Using Large Language Models to Code Policy Feedback Submissions

The first session at the ACSPRI 2024 conference is on generative AI, and starts with Lachlan Watson. He is interested in the use of AI assistance to analyse public policy submissions, here in the context of Animal Welfare Victoria’s draft cat management strategy. Feedback could be in the form of written submissions, surveys, or both, and needed to be analysed using quantitative approaches given the substantial volume of submission.

The organisation chose Relevance AI as a tool for this – this is a low code AI solution not unlike ChatGPT, but data is hosted in a private environment and none of the data are used to train Large Language Models. Relevance AI was then used to support the development of a code frame for the analysis of text submissions and determine positive and negative sentiment towards the proposed cat management strategy.

This process required a review of AI output quality, a balanced approach to quality checking, iteration and simulation over small samples of data, and efficacy checks of AI-generated outputs (also against human coding). The first step here was code frame generation, which was done by providing the AI with general context and a standard prompt, which were then applied to sets of 100 responses to the strategy.
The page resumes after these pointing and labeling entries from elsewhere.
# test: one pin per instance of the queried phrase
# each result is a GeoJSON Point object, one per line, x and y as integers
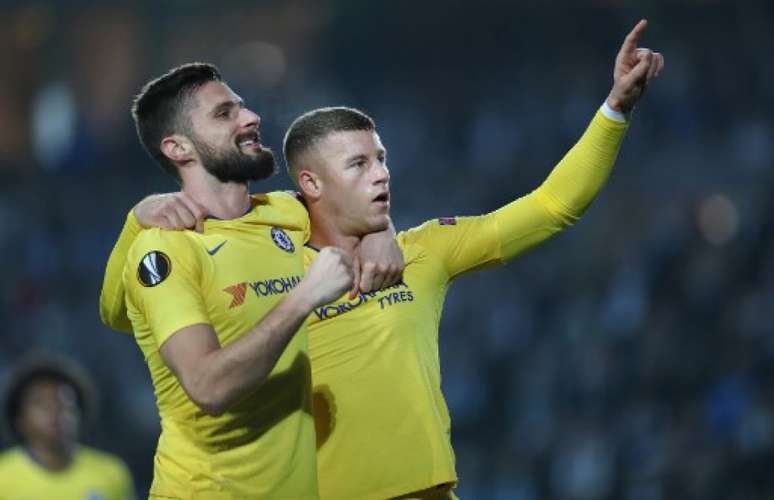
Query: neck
{"type": "Point", "coordinates": [224, 200]}
{"type": "Point", "coordinates": [325, 233]}
{"type": "Point", "coordinates": [51, 457]}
This produced a range of code frames over several iterations, which were manually reviewed and aggregated into a master list of codes in collaboration with the client, Animal Welfare Victoria.
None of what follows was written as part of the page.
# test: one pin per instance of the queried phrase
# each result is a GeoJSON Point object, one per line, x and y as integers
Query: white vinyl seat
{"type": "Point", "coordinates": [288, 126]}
The second step applied this code frame to the data. Context and a standard prompt including the code frame were provided to the LLM (at this stage, ChatGPT 3.5, which performed poorly, and later ChatGPT 4, which did better but not perfectly), and 8,000 or more submissions coded through this process, over several iterations. This required an onerous review of at least a sample of the coding results (which still saved time compared to fully human coding of all submissions).

Third, Relevance AI was used to assess sentiment (from extremely negative to extremely positive); this was repeated multiple times and an average taken for the final sentiment score. This was also compared to human-generated scores, and this checking showed that AI sentiment scores were highly problematic: negative sentiment towards pet owners was mistaken for negative sentiment towards the proposed strategy; positive sentiment towards cats was mistaken for positive sentiment towards the strategy. The model lacked the nuance to prescribe sentiment contextually.

Relevance AI was useful for determining the relevance of submissions, however; irrelevant submissions could be identified by the extremity of their sentiment, at least, and removed from the dataset following further human review. This aided the process, though the LLM should not be relied upon to do this by itself.